The code has been run with Python 3.10 within a [Conda environment](https://docs.conda.io/projects/conda/en/latest/user-guide/index.html). The full requirements can be found in the file `environment.yml` for full reproducibility. Most requirements in the environment have been installed using Pip anyway (see the corresponding section in the file), which makes it easy to reproduce the environment even without Conda.

## Tree-based language generation
The script generating data following the filtered hierarchical model introduced in the paper is
- `scripts/gen_filtered_hierarchical_data.py`.

It assumes the existence of a subfolder `./data/`in which the generated data will be stored as a Numpy `.npy` container, containing the generation parameters, labels (root symbol) and sequences for a chosen number of samples. All other scripts will assume the data has been generated in this way.

## Training of transformers

We also provide modules and training scripts to train the transformer architecture studied in the paper on our data model. In any of these two tasks, the scripts output results (i.e. the training history) in a Numpy `.npy` container in a `./results/` subfolder, as well as the full PyTorch model (possibly at several checkpoints) in an appropriately named subfolder itself in `./models/`subfolder. These models can then notably be used to visualize attention maps or perform fine-tuning.

### Root inference
There are two scripts: 
- `scripts/Transformer_wPE.py` to train the model on the fully hierarchical data and measure the validation accuracy on all levels of filtering,
- `scripts/Transformer_wPE_factorized.py` to train the model on filtered data and measure the validation on the full hierarchy.

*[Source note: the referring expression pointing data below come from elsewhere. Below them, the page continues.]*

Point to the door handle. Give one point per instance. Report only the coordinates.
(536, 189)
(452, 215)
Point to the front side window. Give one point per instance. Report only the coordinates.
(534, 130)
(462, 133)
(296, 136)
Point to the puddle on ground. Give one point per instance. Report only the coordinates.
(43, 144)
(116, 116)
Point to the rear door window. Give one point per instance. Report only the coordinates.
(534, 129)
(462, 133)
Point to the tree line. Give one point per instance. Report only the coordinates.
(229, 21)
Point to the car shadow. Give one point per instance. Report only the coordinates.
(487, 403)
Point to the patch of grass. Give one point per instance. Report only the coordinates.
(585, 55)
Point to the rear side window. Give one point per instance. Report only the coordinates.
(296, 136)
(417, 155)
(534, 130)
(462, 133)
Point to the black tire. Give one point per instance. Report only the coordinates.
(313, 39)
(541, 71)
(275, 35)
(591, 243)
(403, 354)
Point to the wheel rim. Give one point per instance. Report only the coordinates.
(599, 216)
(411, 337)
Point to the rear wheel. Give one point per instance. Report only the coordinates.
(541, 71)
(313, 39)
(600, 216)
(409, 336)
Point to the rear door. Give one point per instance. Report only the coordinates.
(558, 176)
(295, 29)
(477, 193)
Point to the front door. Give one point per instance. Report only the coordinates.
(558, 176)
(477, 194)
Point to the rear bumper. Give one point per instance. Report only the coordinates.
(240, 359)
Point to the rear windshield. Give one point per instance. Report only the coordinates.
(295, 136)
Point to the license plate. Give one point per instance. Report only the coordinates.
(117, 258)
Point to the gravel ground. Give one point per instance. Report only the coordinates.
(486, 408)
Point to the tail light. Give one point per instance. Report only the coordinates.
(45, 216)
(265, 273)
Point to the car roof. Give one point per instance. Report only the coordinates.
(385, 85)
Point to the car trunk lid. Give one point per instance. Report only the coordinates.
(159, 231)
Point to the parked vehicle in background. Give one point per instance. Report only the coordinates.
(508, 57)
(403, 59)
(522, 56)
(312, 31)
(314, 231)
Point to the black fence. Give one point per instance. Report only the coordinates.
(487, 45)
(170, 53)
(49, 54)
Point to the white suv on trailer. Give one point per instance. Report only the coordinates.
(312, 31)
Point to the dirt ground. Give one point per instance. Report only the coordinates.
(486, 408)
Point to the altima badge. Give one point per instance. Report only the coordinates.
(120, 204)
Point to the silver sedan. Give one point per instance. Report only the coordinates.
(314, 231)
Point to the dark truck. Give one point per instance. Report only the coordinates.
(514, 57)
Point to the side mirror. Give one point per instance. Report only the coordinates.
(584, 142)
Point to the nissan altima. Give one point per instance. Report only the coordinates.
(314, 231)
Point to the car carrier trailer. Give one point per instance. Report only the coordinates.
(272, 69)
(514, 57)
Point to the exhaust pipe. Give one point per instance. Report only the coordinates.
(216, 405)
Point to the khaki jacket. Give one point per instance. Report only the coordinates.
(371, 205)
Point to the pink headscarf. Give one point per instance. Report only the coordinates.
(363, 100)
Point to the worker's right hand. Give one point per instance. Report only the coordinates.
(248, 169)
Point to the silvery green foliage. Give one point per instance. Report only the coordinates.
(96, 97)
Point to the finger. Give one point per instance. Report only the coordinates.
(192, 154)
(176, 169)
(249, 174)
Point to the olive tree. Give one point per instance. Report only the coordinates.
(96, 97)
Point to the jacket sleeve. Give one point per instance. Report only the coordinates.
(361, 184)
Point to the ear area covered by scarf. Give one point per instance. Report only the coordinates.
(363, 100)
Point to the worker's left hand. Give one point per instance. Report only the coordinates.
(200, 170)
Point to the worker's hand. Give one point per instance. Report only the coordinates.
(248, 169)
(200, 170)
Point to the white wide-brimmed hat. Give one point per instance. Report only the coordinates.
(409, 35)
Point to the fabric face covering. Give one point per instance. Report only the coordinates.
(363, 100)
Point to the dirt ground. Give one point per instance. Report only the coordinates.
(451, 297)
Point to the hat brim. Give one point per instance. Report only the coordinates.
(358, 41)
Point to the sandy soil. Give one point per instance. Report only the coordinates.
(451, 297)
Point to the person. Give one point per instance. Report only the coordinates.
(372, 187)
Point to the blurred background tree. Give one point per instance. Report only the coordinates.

### Masked language modeling
Similarly, there are also two scripts:
- `scripts/Transformer_MLM.py` to train the model on the fully hierarchical data and measure the validation accuracy on all levels of filtering,
- `scripts/Transformer_MLM_factorized.py` to train the model on filtered data and measure the validation on the full hierarchy.

## Belief Propagation
An efficient implementation of the BP algorithm for both root inference and mask language modeling can be found in:
- `modules/BeliefPropagation.py`.